Wu Haonan, Blanca Antonio, Medvedev Paul
Department of Computer Science and Engineering, The Pennsylvania State University.
Department of Biochemistry and Molecular Biology, The Pennsylvania State University.
bioRxiv. 2025 Jun 25:2025.06.19.660607. doi: 10.1101/2025.06.19.660607.
K-mer-based analysis of genomic data is ubiquitous, but the presence of repetitive k-mers continues to pose problems for the accuracy of many methods.

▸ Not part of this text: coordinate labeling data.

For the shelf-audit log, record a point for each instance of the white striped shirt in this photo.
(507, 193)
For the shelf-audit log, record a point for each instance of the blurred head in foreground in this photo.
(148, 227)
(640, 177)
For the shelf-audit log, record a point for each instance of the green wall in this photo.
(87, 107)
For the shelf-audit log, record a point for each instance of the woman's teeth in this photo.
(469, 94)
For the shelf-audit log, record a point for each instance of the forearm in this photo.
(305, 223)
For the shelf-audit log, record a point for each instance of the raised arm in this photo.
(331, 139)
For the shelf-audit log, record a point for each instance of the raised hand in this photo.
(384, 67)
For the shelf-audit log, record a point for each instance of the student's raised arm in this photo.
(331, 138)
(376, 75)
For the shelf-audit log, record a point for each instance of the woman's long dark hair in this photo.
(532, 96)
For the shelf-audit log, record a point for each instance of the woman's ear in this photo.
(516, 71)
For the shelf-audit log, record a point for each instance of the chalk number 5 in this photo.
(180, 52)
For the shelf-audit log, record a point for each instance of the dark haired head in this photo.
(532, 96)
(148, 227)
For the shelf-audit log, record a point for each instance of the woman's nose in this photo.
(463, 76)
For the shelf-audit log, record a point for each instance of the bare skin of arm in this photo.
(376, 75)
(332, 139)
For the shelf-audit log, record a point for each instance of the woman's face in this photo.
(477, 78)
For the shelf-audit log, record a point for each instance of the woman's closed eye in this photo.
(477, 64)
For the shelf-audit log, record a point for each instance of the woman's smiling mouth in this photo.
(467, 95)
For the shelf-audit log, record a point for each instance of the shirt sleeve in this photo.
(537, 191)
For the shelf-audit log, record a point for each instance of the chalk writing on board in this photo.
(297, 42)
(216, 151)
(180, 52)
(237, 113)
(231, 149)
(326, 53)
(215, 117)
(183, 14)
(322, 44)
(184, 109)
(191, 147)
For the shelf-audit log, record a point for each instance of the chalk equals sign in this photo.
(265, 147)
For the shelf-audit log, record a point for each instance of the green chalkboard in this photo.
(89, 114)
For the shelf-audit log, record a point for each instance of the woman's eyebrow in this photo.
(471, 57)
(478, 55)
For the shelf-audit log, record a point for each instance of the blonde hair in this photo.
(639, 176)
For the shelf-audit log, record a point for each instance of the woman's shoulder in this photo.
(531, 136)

For example, the Mash tool (Ondov et al 2016) can accurately estimate the substitution rate between two low-repetitive sequences from their k-mer sketches; however, it is inaccurate on repetitive sequences such as the centromere of a human chromosome. Follow-up work by Blanca et al. (2021) has attempted to model how mutations affect k-mer sets based on strong assumptions that the sequence is non-repetitive and that mutations do not create spurious k-mer matches. However, the theoretical foundations for extending an estimator like Mash to work in the presence of repeat sequences have been lacking. In this work, we relax the non-repetitive assumption and propose a novel estimator for the mutation rate. We derive theoretical bounds on our estimator's bias. Our experiments show that it remains accurate for repetitive genomic sequences, such as the alpha satellite higher order repeats in centromeres. We demonstrate our estimator's robustness across diverse datasets and various ranges of the substitution rate and k-mer size. Finally, we show how sketching can be used to avoid dealing with large k-mer sets while retaining accuracy. Our software is available at https://github.com/medvedevgroup/Repeat-Aware_Substitution_Rate_Estimator.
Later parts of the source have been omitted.